Hier in Chalapata soll am Samstag Quinoamarkt sein. Produzenten und Käufer treffen aufeinander verhandeln über Qualität und Preis. Überall auf unserem Weg haben wir sie gesehen, die Quinoafelder. Getreide das in diesen Verhältnissen, sandigen Böden, extremen Temperaturschwankungen, grosser Trockenheit gedeiht und das es mittlerweile auf den Weltmarkt geschafft hat. Im May soll die neue Ernte eingefahren werden. Was offenbar jetzt schon klar ist: der Preis ist gegenüber dem Vorjahr auf einen Viertel zusammengesackt. Wir entscheiden dann morgen ob wir noch bis Samstag hier warten oder schon Richtung La Paz weiterreisen. Oruro wäre die nächste Stadt rund 100 Kilometer nördlich am anderen Ende des Poopò-Sees, beziehungsweise des verschwunden Poopò-Sees.

Oururo 4.3.2016

Razna Poopo Marchacamarca SoraSora KalaKala. Nein das hat nichts mit dem Dada Jubiläum zu tun. Das sind die Orte an denen wir heute vorbeigebrettert sind. Und wenn ich sage gebrettert, dann meine ich megaschnell durchgflyert. Kilometerfressen heute entlang des ausgetrockneten Poopò.

Ein kleiner Abstecher in einen Lehmhüttenweiler hat uns zu Augenzeugen einer Lamametzgete gemacht in einem Hinterhof. Ein abgeschnittener Lamakopf, ein Kübel voller Blut. Das Vieh enthäutet. Der Schlächter grad dabei ihm den Bauch aufzuschneiden, besser brechen und das Gedärme rauszuholen. Draussen, auf der anderen Seite der brusthohen Lehmsteinmauer das nächste Opfer mit gebundenen Beinen und verbundenen Augen harrt es der Dinge die da kommen. Ich Flashback an unsere Stör-Metzgeten in Böiju. Der Gestank nach Eingeweiden und warmem Blut, das wir Kinder jeweils mit dem Schwingbesen rühren mussten, damit es nicht gerinnt, bevor es gewürzt und in die gewaschen Därme zur Wurst gegossen wurde.

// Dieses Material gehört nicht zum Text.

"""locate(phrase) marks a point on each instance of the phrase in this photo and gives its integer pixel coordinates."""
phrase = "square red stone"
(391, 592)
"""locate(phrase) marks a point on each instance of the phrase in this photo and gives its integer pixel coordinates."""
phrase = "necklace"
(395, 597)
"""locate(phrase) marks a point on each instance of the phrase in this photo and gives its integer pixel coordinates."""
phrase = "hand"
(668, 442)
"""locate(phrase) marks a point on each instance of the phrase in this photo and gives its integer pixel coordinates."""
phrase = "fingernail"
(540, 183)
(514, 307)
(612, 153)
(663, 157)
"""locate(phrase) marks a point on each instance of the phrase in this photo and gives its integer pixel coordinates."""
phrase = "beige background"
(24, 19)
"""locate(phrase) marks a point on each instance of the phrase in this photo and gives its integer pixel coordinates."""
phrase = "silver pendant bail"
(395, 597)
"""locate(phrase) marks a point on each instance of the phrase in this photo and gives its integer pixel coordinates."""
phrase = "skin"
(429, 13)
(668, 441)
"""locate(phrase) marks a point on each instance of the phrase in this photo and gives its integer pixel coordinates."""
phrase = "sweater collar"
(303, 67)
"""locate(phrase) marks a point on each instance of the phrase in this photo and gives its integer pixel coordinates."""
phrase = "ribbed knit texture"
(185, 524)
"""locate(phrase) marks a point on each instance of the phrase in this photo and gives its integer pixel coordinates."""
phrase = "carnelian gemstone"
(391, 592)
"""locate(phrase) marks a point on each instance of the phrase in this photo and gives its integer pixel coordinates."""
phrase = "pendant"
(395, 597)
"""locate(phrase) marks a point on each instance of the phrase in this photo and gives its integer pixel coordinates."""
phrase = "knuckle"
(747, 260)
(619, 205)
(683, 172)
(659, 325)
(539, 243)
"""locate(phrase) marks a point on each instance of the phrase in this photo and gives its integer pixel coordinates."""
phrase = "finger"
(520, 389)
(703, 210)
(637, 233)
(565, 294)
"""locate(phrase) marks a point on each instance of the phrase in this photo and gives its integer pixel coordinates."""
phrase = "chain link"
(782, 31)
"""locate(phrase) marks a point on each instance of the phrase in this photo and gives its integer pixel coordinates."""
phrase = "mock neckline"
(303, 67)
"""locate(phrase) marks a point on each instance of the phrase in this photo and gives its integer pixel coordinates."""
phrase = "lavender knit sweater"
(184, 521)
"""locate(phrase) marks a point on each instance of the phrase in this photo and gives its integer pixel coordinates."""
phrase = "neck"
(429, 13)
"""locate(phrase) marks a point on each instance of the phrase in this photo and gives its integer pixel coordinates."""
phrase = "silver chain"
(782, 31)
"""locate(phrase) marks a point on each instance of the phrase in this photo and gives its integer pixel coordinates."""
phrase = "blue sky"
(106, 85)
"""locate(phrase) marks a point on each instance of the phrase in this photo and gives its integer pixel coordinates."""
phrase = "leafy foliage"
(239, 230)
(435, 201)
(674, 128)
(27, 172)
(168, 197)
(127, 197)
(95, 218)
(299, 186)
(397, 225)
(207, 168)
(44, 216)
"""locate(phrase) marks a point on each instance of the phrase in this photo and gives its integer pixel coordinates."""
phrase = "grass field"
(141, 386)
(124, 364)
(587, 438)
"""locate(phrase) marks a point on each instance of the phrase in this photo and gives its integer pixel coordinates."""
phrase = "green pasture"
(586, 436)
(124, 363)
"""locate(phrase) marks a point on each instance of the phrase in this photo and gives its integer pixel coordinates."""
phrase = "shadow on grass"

Wir haben schnell genug gesehen, nein, das hier ist nicht ein ehemaliges Fischerdorf wo wir Auskunft erhalten, wie es nun weitergeht nachdem der See ausgetrocknet ist. Nach rund 100km fahrt sehen wir von weitem Oururo, unser nächstes Etappenziel. Eine Minenstadt am nördlichen Ende des Poopò-Sees. Durch die staubige abgasgeschwängerte Vorstadt radeln hupend und klingeln wir ins Zentrum. Eine Staubmaske schützt uns vor akuter Atemnot. Wir sehen aus wie zwei Aliens inmitten von Kleinbus-Taxis; klapprigen SUVs und Lastern, schaffen es aber dank jahrelanger Stadt-Veloerfahrung uns durchzukämpfen zur nächsten Dusche.

5.3. Oururo again

Luca hat über seine Kontakte eine Einladung gekriegt zur Vollversammlung der Fischer des Poopò Sees. Diese Chance mit den Leuten zu reden und direkt mitzukriegen wie ihr Kampf um den verlorenen See aussieht wollen wir uns nicht entgehen lassen und entschliessen uns 1 Tag in der Stadt zu bleiben auch wenn wir keine vernünftige Bar gefunden haben am Vorabend und auch sonst nicht besonders Bock auf Stadt haben. Dafür bleibt Zeit die Portraits und Interviews mit den Uru- Urus, den Menschen vom Wasser und mit den Aymaras zu bearbeiten. Wer weiss vielleicht interessiert sich in Europa jemand dafür

7.3. La Paz

Jetzt pass auf, das sind 2 Tage in einem, das hast Du sicher mitgekriegt. Einmal weil gestern war ich zu faul 2mal weil die rund 220km Fahrt nach La Paz in 2 Etappen: Oururo-Chalapata; Chalapata-La Paz sich etwas ähnlich sahen. Windschattenfahren auf dem Pannenstreiffen am Morgen, um möglichst viele Kilometer zurück zu legen. In einer Zwischenetappe anhalten und sich in einer tienda, einem einfachen Restaurant – da gibt’s immer sopa mit allem möglichen drin aber Hauptsache verkochte Teigwaren und zum Segundo arroz mit irgendeinem Fleisch und manchmal Kabis oder Ziwebeln und Tomaten – nach einer Möglichkeit umsehen eine Batterie nachzuladen, damit man zweifelsfrei den nächsten Etappenort erreicht. Weil ohne E-Unterstützung und wie oft im Altiplano-Gegenwind sind unsere beladenen Bikes samt Trailer schwer zu bewegen. «Das möchtest Du nicht erleben», meint Luca zur Aussicht, dass die Batterien irgendwann unterwegs alle sind. Und wo er recht hat, hat er Recht.